На самой ближней из лиловых гор, если присмотреться пристальней, можно различить красноватые огромные щербатые скалы с синими тенями; внизу под ними каменный обвал, когда-то засыпавший деревню. Теперь эта деревня правее, ближе к морю, а ниже ее вся гора разрисована, точно нарочно, шершаво обведенными пятнами; больше желто-белесых - это спелая пшеница; скоро начнут ее жать. А еще правее, еще ближе к морю, в сине-розовом мреют белые точки: это тоже деревня - Куру-Узень. Но от солнца сплошного все струится, и движется, и тает. Посвистывают иванчики на кустах, а слева слышно, как стучат тяжелые арбы на белом шоссе.
И можно сидеть здесь долго, очень долго и ни о чем не думать: можно просто смотреть, слушать, курить крепкую махорку, кашлять, и опять слушать, и опять смотреть.
Когда приносит, наконец, сердитый Назар гельм, и грохот, и кисть с белым ведерком, солнце стоит уже высоко: десятый час.

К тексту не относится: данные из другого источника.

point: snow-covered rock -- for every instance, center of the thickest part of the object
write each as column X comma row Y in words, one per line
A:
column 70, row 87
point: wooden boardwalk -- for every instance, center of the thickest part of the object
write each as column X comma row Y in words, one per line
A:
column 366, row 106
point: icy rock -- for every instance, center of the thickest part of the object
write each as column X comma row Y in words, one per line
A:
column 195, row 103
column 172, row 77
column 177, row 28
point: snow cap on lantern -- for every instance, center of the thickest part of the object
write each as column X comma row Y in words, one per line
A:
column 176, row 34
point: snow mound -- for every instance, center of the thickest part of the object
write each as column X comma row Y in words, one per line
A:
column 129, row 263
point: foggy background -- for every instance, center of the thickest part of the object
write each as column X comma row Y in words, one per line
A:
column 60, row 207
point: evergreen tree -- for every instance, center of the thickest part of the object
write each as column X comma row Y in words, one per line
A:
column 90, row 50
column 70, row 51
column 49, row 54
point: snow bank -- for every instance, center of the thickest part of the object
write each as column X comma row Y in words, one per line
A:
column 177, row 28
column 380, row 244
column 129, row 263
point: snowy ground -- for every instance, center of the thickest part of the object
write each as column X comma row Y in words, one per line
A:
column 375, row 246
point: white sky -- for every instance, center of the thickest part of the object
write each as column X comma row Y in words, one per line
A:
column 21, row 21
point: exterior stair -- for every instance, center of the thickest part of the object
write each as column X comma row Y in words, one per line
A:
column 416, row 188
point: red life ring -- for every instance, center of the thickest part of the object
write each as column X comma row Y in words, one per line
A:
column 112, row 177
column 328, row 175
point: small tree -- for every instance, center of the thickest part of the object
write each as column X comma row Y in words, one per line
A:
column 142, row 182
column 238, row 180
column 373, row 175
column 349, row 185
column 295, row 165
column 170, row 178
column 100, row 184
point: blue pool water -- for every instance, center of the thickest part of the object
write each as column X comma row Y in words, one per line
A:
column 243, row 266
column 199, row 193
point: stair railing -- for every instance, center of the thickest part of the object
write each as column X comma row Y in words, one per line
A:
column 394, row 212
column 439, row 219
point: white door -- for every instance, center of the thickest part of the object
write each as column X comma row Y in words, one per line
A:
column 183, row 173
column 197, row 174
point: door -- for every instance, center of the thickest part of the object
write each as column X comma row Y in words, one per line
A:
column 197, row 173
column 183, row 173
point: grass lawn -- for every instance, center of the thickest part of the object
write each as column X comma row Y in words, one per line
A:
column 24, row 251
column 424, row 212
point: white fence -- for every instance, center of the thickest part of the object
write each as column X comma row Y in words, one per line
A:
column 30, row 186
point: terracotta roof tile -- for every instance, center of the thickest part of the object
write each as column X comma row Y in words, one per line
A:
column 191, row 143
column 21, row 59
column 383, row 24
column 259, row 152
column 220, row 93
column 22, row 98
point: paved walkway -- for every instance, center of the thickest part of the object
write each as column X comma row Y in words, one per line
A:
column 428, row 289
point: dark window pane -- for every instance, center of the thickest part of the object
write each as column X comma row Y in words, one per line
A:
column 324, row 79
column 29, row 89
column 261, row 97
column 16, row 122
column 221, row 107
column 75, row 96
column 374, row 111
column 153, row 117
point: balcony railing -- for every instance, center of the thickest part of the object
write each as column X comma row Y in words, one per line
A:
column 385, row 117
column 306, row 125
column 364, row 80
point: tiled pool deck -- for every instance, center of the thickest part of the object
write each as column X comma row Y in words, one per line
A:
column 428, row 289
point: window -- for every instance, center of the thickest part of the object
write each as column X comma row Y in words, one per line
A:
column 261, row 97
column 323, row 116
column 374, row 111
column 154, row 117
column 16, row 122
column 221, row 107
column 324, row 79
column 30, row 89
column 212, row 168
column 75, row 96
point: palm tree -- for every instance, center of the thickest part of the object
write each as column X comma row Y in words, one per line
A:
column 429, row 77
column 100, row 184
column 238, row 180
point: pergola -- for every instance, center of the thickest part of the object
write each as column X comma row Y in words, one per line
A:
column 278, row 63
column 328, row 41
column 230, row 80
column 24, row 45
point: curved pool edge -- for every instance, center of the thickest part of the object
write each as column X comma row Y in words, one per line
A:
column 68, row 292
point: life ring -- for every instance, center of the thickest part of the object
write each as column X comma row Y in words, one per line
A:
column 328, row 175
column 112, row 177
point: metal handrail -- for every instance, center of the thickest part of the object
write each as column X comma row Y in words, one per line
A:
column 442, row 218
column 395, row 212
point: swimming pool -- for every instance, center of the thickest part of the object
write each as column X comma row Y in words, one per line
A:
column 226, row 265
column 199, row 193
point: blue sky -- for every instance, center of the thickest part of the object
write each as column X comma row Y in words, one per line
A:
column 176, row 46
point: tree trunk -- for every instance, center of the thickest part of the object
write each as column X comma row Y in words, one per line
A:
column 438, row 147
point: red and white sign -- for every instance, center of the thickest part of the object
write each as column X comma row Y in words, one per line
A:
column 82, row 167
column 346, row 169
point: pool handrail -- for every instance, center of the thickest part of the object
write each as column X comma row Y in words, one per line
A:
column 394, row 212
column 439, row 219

Такое славное море, голубое, с нежными жилками. Горы веселые. Дует несильный упругий ветер с гор: хорошо, не жарко.
Зиновья, лобастая, длинная, желтая синеглазая баба, Назарова жена, качает на руках сынишку Ванятку и вспоминает вдруг:
- Зайчонок вчера вот это место сидел - серенький, цыбулястый, до чего чудной!.. Я это из дверей вышла, он как уши торчмя, как стрякнет! В балку кубарем... и-и чудной!
И тут же кстати вспоминает еще о деревенском зайчонке, прежнем, своем, орловском:
- Я раз овес вязала, зайчонка нашла, моло-оденький, прямо мягкий, как мыша! Вот, право, ей-богу, испугалась как! Так и закатала его в сноп, он спал, должно не слыхал. Связали мы ему, бабы, ноги задние горохом, плетью, чтоб не убег, а он ишь убег: перегрыз зубами завязку эту нашу да убег. Вот тоже чудной какой был, ногастый да серый!..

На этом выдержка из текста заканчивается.